Alan Beaman, center, walks out of the Champaign County Courthouse in 2013 with his parents, Carol and Barry Beaman. 

SPRINGFIELD — In one of his final acts before leaving office, Gov. Pat Quinn late Friday pardoned a man whose conviction for the murder of an Illinois State University student was overturned after he'd served 13 years behind bars.

The governor's action in the long-running saga of Alan Beaman's legal troubles was among more than 230 clemency decisions made as Quinn enters the final weekend of his tenure as Illinois' chief executive.

Beaman, 42, was formally declared innocent in connection with the 1993 death of Jennifer Lockmiller of Decatur during court proceedings two years ago.

Since then, the Rockford native — who was a student at Illinois Wesleyan University in Bloomington at the time of Lockmiller's death — has sued police and prosecutors involved in his case, seeking monetary damages.

Beaman was at an appointment with his daughter when he started receiving multiple messages to call his wife, Gretchen.

“I answered the phone and got the good news from her. I’m very excited to have an exclamation point on the process that continues to reaffirm what we knew and others need to know,” Beaman said Friday evening.

Beaman is hopeful the pardon will help with the unending need to explain the 13-year gap in his life.

“More than once I’ve had to bite my tongue when people ask what I did before my current job. This is another bump in favor of my credibility in all this,” he said.

The Beaman case was among the more high-profile cases acted upon by Quinn on Friday. In all, he granted 232 and denied 262 clemency petitions.

Quinn's office said the Beaman clemency was the governor's first pardon based on innocence.
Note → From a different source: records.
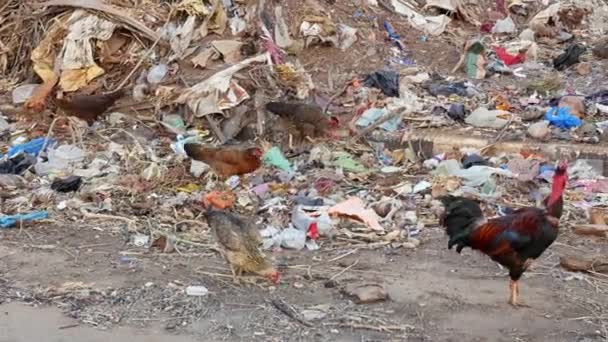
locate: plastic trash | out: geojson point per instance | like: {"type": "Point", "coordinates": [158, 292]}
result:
{"type": "Point", "coordinates": [507, 58]}
{"type": "Point", "coordinates": [33, 147]}
{"type": "Point", "coordinates": [505, 25]}
{"type": "Point", "coordinates": [261, 190]}
{"type": "Point", "coordinates": [68, 184]}
{"type": "Point", "coordinates": [292, 238]}
{"type": "Point", "coordinates": [175, 123]}
{"type": "Point", "coordinates": [385, 80]}
{"type": "Point", "coordinates": [485, 118]}
{"type": "Point", "coordinates": [9, 221]}
{"type": "Point", "coordinates": [271, 237]}
{"type": "Point", "coordinates": [392, 35]}
{"type": "Point", "coordinates": [60, 160]}
{"type": "Point", "coordinates": [197, 290]}
{"type": "Point", "coordinates": [23, 92]}
{"type": "Point", "coordinates": [275, 157]}
{"type": "Point", "coordinates": [570, 57]}
{"type": "Point", "coordinates": [562, 118]}
{"type": "Point", "coordinates": [347, 36]}
{"type": "Point", "coordinates": [448, 89]}
{"type": "Point", "coordinates": [421, 186]}
{"type": "Point", "coordinates": [472, 160]}
{"type": "Point", "coordinates": [219, 200]}
{"type": "Point", "coordinates": [17, 165]}
{"type": "Point", "coordinates": [475, 60]}
{"type": "Point", "coordinates": [373, 114]}
{"type": "Point", "coordinates": [345, 161]}
{"type": "Point", "coordinates": [539, 130]}
{"type": "Point", "coordinates": [304, 217]}
{"type": "Point", "coordinates": [355, 208]}
{"type": "Point", "coordinates": [457, 112]}
{"type": "Point", "coordinates": [157, 73]}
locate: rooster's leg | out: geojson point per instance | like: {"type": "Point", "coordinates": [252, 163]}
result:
{"type": "Point", "coordinates": [513, 288]}
{"type": "Point", "coordinates": [513, 299]}
{"type": "Point", "coordinates": [235, 278]}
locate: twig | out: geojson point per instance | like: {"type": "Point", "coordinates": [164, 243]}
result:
{"type": "Point", "coordinates": [86, 214]}
{"type": "Point", "coordinates": [289, 311]}
{"type": "Point", "coordinates": [344, 270]}
{"type": "Point", "coordinates": [500, 134]}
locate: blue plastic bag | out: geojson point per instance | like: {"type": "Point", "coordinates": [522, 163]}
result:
{"type": "Point", "coordinates": [32, 147]}
{"type": "Point", "coordinates": [11, 220]}
{"type": "Point", "coordinates": [562, 117]}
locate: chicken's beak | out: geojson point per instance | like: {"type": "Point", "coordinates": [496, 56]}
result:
{"type": "Point", "coordinates": [275, 277]}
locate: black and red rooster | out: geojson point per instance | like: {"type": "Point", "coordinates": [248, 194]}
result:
{"type": "Point", "coordinates": [513, 240]}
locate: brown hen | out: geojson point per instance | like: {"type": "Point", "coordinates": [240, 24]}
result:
{"type": "Point", "coordinates": [240, 241]}
{"type": "Point", "coordinates": [308, 119]}
{"type": "Point", "coordinates": [89, 107]}
{"type": "Point", "coordinates": [226, 161]}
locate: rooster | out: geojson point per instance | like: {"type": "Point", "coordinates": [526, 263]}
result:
{"type": "Point", "coordinates": [226, 161]}
{"type": "Point", "coordinates": [240, 242]}
{"type": "Point", "coordinates": [513, 240]}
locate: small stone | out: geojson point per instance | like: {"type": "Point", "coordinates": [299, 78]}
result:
{"type": "Point", "coordinates": [331, 284]}
{"type": "Point", "coordinates": [583, 69]}
{"type": "Point", "coordinates": [366, 293]}
{"type": "Point", "coordinates": [539, 130]}
{"type": "Point", "coordinates": [600, 50]}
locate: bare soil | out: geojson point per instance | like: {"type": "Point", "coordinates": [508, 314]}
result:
{"type": "Point", "coordinates": [435, 294]}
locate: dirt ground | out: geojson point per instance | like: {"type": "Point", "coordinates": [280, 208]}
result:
{"type": "Point", "coordinates": [435, 295]}
{"type": "Point", "coordinates": [84, 281]}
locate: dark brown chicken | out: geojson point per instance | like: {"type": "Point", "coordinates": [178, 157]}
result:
{"type": "Point", "coordinates": [226, 161]}
{"type": "Point", "coordinates": [308, 119]}
{"type": "Point", "coordinates": [513, 240]}
{"type": "Point", "coordinates": [89, 107]}
{"type": "Point", "coordinates": [240, 241]}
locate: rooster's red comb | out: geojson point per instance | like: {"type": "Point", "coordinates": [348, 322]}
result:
{"type": "Point", "coordinates": [562, 166]}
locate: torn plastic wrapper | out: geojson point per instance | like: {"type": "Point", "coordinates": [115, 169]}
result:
{"type": "Point", "coordinates": [431, 25]}
{"type": "Point", "coordinates": [304, 217]}
{"type": "Point", "coordinates": [9, 221]}
{"type": "Point", "coordinates": [219, 200]}
{"type": "Point", "coordinates": [373, 114]}
{"type": "Point", "coordinates": [562, 118]}
{"type": "Point", "coordinates": [355, 208]}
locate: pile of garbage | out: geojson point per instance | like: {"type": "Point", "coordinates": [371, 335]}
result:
{"type": "Point", "coordinates": [95, 121]}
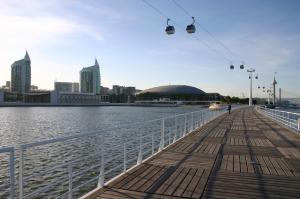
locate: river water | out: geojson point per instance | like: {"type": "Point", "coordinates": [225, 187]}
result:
{"type": "Point", "coordinates": [21, 125]}
{"type": "Point", "coordinates": [29, 124]}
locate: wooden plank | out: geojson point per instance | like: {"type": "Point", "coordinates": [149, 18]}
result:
{"type": "Point", "coordinates": [246, 168]}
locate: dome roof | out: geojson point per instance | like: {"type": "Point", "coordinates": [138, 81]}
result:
{"type": "Point", "coordinates": [174, 89]}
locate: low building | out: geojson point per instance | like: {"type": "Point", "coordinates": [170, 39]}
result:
{"type": "Point", "coordinates": [177, 93]}
{"type": "Point", "coordinates": [77, 98]}
{"type": "Point", "coordinates": [123, 90]}
{"type": "Point", "coordinates": [34, 88]}
{"type": "Point", "coordinates": [104, 90]}
{"type": "Point", "coordinates": [1, 96]}
{"type": "Point", "coordinates": [37, 97]}
{"type": "Point", "coordinates": [66, 87]}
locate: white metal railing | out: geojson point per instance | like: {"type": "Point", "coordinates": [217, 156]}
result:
{"type": "Point", "coordinates": [288, 119]}
{"type": "Point", "coordinates": [69, 167]}
{"type": "Point", "coordinates": [8, 189]}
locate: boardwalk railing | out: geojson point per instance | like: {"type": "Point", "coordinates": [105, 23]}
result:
{"type": "Point", "coordinates": [69, 167]}
{"type": "Point", "coordinates": [7, 185]}
{"type": "Point", "coordinates": [288, 119]}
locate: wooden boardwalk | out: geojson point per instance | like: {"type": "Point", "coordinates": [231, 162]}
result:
{"type": "Point", "coordinates": [241, 155]}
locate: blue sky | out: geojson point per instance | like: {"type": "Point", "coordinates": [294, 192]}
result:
{"type": "Point", "coordinates": [127, 37]}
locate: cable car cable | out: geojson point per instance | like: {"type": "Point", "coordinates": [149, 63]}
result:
{"type": "Point", "coordinates": [165, 16]}
{"type": "Point", "coordinates": [205, 29]}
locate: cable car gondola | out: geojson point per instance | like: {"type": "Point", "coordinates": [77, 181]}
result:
{"type": "Point", "coordinates": [191, 28]}
{"type": "Point", "coordinates": [170, 29]}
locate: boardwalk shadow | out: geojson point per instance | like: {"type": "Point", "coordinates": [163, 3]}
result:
{"type": "Point", "coordinates": [215, 171]}
{"type": "Point", "coordinates": [168, 173]}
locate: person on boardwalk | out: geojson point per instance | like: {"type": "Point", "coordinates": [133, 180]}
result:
{"type": "Point", "coordinates": [229, 108]}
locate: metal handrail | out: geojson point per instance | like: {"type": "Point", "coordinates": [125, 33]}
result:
{"type": "Point", "coordinates": [11, 151]}
{"type": "Point", "coordinates": [158, 134]}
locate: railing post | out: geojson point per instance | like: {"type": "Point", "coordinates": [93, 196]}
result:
{"type": "Point", "coordinates": [101, 176]}
{"type": "Point", "coordinates": [152, 144]}
{"type": "Point", "coordinates": [162, 135]}
{"type": "Point", "coordinates": [185, 125]}
{"type": "Point", "coordinates": [202, 122]}
{"type": "Point", "coordinates": [192, 121]}
{"type": "Point", "coordinates": [169, 132]}
{"type": "Point", "coordinates": [140, 155]}
{"type": "Point", "coordinates": [175, 133]}
{"type": "Point", "coordinates": [70, 180]}
{"type": "Point", "coordinates": [12, 173]}
{"type": "Point", "coordinates": [21, 172]}
{"type": "Point", "coordinates": [124, 157]}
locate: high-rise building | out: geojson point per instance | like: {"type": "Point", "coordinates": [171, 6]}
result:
{"type": "Point", "coordinates": [21, 75]}
{"type": "Point", "coordinates": [67, 87]}
{"type": "Point", "coordinates": [7, 84]}
{"type": "Point", "coordinates": [90, 79]}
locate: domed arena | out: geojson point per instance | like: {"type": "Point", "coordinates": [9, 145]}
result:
{"type": "Point", "coordinates": [173, 90]}
{"type": "Point", "coordinates": [176, 93]}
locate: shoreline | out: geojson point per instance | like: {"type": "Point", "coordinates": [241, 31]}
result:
{"type": "Point", "coordinates": [83, 105]}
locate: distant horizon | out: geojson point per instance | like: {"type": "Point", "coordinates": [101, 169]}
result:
{"type": "Point", "coordinates": [133, 49]}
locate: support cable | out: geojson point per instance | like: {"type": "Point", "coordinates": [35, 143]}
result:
{"type": "Point", "coordinates": [205, 29]}
{"type": "Point", "coordinates": [204, 43]}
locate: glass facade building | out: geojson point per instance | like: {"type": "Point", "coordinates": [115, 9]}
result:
{"type": "Point", "coordinates": [90, 80]}
{"type": "Point", "coordinates": [21, 75]}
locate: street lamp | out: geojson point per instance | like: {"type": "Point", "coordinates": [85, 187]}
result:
{"type": "Point", "coordinates": [251, 71]}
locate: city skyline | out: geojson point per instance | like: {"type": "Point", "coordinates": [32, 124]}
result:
{"type": "Point", "coordinates": [63, 36]}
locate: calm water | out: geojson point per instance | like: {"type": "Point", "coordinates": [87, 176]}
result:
{"type": "Point", "coordinates": [26, 125]}
{"type": "Point", "coordinates": [29, 124]}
Quinn offered no further details for his action.

Karen Daniel, one of Beaman’s lawyers with the Center on Wrongful Convictions at Northwestern University School of Law, said the vast majority of other pardons are given to people convicted of crimes, but granted clemency as a form of forgiveness for their wrongdoing.

“Alan Beaman’s pardon is different. This is the governor, the highest elected official in the State of Illinois, saying he is convinced Alan is innocent. That’s a very powerful statement for Alan to have as he continues his life,” Daniel said after the governor's decision was handed down.
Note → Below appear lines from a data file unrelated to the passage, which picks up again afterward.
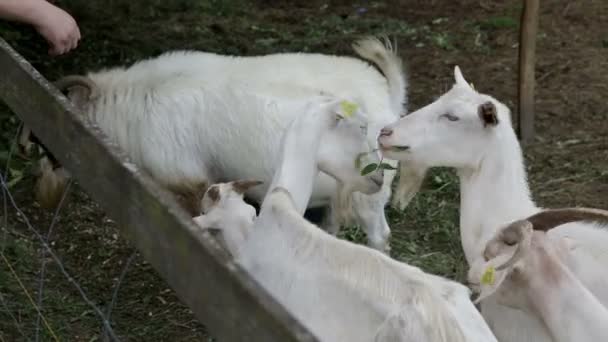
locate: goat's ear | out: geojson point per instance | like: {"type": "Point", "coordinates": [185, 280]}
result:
{"type": "Point", "coordinates": [241, 186]}
{"type": "Point", "coordinates": [487, 114]}
{"type": "Point", "coordinates": [460, 79]}
{"type": "Point", "coordinates": [213, 194]}
{"type": "Point", "coordinates": [346, 109]}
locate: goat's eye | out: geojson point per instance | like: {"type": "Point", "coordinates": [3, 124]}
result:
{"type": "Point", "coordinates": [450, 117]}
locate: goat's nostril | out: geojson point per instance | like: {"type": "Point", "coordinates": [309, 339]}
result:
{"type": "Point", "coordinates": [386, 132]}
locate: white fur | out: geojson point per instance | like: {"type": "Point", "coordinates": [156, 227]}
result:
{"type": "Point", "coordinates": [177, 116]}
{"type": "Point", "coordinates": [542, 285]}
{"type": "Point", "coordinates": [494, 192]}
{"type": "Point", "coordinates": [339, 290]}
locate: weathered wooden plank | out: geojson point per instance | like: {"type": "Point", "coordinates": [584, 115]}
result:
{"type": "Point", "coordinates": [230, 303]}
{"type": "Point", "coordinates": [527, 59]}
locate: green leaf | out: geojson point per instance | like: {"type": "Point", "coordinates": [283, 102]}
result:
{"type": "Point", "coordinates": [369, 169]}
{"type": "Point", "coordinates": [400, 148]}
{"type": "Point", "coordinates": [488, 277]}
{"type": "Point", "coordinates": [385, 166]}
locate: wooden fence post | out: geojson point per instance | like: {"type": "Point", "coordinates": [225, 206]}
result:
{"type": "Point", "coordinates": [527, 56]}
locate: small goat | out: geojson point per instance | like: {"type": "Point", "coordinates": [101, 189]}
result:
{"type": "Point", "coordinates": [536, 280]}
{"type": "Point", "coordinates": [179, 117]}
{"type": "Point", "coordinates": [340, 290]}
{"type": "Point", "coordinates": [472, 132]}
{"type": "Point", "coordinates": [224, 208]}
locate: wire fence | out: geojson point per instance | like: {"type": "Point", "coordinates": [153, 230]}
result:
{"type": "Point", "coordinates": [35, 299]}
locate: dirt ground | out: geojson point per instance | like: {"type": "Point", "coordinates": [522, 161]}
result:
{"type": "Point", "coordinates": [567, 161]}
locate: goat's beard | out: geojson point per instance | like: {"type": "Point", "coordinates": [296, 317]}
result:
{"type": "Point", "coordinates": [342, 205]}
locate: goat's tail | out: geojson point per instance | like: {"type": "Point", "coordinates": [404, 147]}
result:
{"type": "Point", "coordinates": [385, 57]}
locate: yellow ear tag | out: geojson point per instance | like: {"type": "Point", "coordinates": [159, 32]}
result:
{"type": "Point", "coordinates": [348, 108]}
{"type": "Point", "coordinates": [488, 276]}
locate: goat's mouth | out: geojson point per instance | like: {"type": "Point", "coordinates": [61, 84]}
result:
{"type": "Point", "coordinates": [377, 180]}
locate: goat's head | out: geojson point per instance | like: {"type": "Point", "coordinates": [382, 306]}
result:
{"type": "Point", "coordinates": [453, 131]}
{"type": "Point", "coordinates": [521, 255]}
{"type": "Point", "coordinates": [224, 208]}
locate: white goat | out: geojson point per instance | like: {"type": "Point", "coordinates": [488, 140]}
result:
{"type": "Point", "coordinates": [342, 291]}
{"type": "Point", "coordinates": [472, 132]}
{"type": "Point", "coordinates": [177, 117]}
{"type": "Point", "coordinates": [536, 280]}
{"type": "Point", "coordinates": [223, 207]}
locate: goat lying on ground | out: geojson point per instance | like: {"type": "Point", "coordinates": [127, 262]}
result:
{"type": "Point", "coordinates": [472, 132]}
{"type": "Point", "coordinates": [339, 290]}
{"type": "Point", "coordinates": [536, 280]}
{"type": "Point", "coordinates": [179, 117]}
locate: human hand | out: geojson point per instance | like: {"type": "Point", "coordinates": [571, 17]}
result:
{"type": "Point", "coordinates": [57, 27]}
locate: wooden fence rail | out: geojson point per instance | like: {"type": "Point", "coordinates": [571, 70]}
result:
{"type": "Point", "coordinates": [220, 293]}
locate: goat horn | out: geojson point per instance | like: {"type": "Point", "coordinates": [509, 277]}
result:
{"type": "Point", "coordinates": [551, 218]}
{"type": "Point", "coordinates": [523, 234]}
{"type": "Point", "coordinates": [77, 80]}
{"type": "Point", "coordinates": [242, 186]}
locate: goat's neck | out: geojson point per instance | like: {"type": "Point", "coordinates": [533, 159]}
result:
{"type": "Point", "coordinates": [492, 194]}
{"type": "Point", "coordinates": [298, 162]}
{"type": "Point", "coordinates": [566, 306]}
Daniel, who has handled many post-conviction cases, said it's the first time a client has won both a certificate of innocence and a pardon.

The pardon is rewarding for the lawyers who have worked on Beaman’s case for more than 17 years.

“Alan Beaman was really abused by the system. He was robbed of so much he’ll never get back," Daniel said.

Beaman was released from prison in 2008 after the Illinois Supreme Court reversed a McLean County jury verdict, declaring the state's case against the then-20-year-old college student tenuous.

Prosecutors alleged Beaman drove from Rockford to Normal to strangle his former girlfriend and returned home before his mother could detect his absence.

After his release from prison, he spent the next five years trying to clear his name, finally winning a certificate of innocence in 2013 after McLean County prosecutors announced they were dropping their opposition to Beaman's petition.

Under state law, Beaman's public record will be expunged of his conviction. And, the move allows him to seek damages from the state for his 13 years in prison.

Beaman works as a design engineer for a tool company in Rockford. Since his release, he has been married and has two daughters.

He said Friday he is hopeful more pardons will follow for other inmates — both those who are innocent and those who have served their time and been rehabilitated.

Attorney Jeff Urdangen, who has been with Beaman’s case through all its phases, called Quinn's action bittersweet.

"Of course, no matter how many official declarations of his innocence he (Beaman) receives, nothing can return to him the 13 years of wrongful incarceration he endured," Urdangen said in a statement.